Major criteria (either one suggests ICU):
- Mechanical ventilation
- Septic shock requiring vasopressors
Minor criteria (multiple suggests ICU consideration):
- RR ≥ 30, PaO₂/FiO₂ ≤ 250, multilobar infiltrates
- Confusion, BUN ≥ 20, leukopenia, thrombocytopenia, hypothermia, hypotension requiring fluids
Typical empiric inpatient regimens (non-ICU)
- Beta-lactam (e.g., ceftriaxone) + macrolide, or
- Respiratory fluoroquinolone
Add-on coverage when indicated
- MRSA risk → vancomycin or linezolid
- Pseudomonas risk → anti-pseudomonal beta-lactam (e.g., piperacillin-tazobactam, cefepime, meropenem) + second agent depending on severity/local patterns
Quick “Why Every Choice Matters” Summary
- A (Correct): Comorbid outpatient CAP → beta-lactam + macrolide (or respiratory FQ).
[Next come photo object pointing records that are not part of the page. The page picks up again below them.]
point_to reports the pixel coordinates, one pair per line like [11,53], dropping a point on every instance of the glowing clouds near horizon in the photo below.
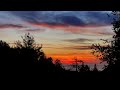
[64,35]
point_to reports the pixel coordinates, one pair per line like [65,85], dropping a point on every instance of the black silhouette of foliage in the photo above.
[110,53]
[26,55]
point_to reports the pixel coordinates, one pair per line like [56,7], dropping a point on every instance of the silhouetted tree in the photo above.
[84,68]
[58,66]
[4,53]
[110,53]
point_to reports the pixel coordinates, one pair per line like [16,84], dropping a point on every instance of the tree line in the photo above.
[28,56]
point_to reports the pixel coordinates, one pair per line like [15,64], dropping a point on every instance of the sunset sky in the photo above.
[65,35]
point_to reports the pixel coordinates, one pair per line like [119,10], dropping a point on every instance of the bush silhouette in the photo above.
[110,53]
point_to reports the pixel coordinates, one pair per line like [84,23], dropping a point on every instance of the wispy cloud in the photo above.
[75,18]
[78,40]
[11,26]
[78,47]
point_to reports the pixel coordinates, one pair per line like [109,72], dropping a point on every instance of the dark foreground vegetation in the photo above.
[27,57]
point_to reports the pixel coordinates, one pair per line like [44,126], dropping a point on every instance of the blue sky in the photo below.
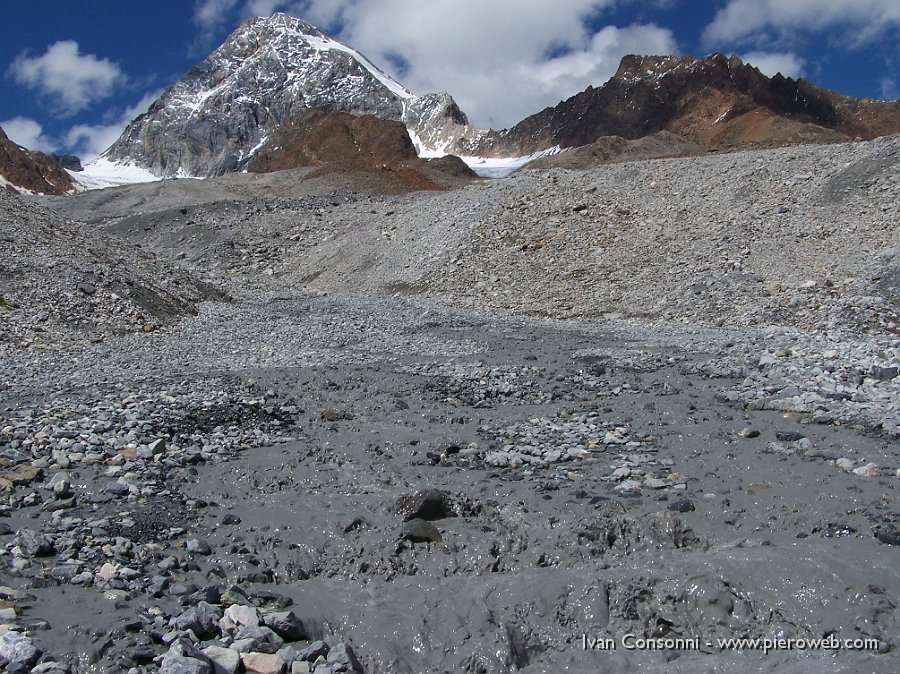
[72,75]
- B: Too narrow in comorbid patients; macrolide monotherapy is for healthier, low-resistance settings.
- C: Misses atypicals; okay only in select low-risk outpatients.
- D: Overbroad; reserved for suspected Pseudomonas/HAP contexts.
- E: Antiviral doesn’t treat bacterial lobar CAP; consider only if primary influenza is likely (or alongside antibiotics if flu + secondary bacterial pneumonia suspected).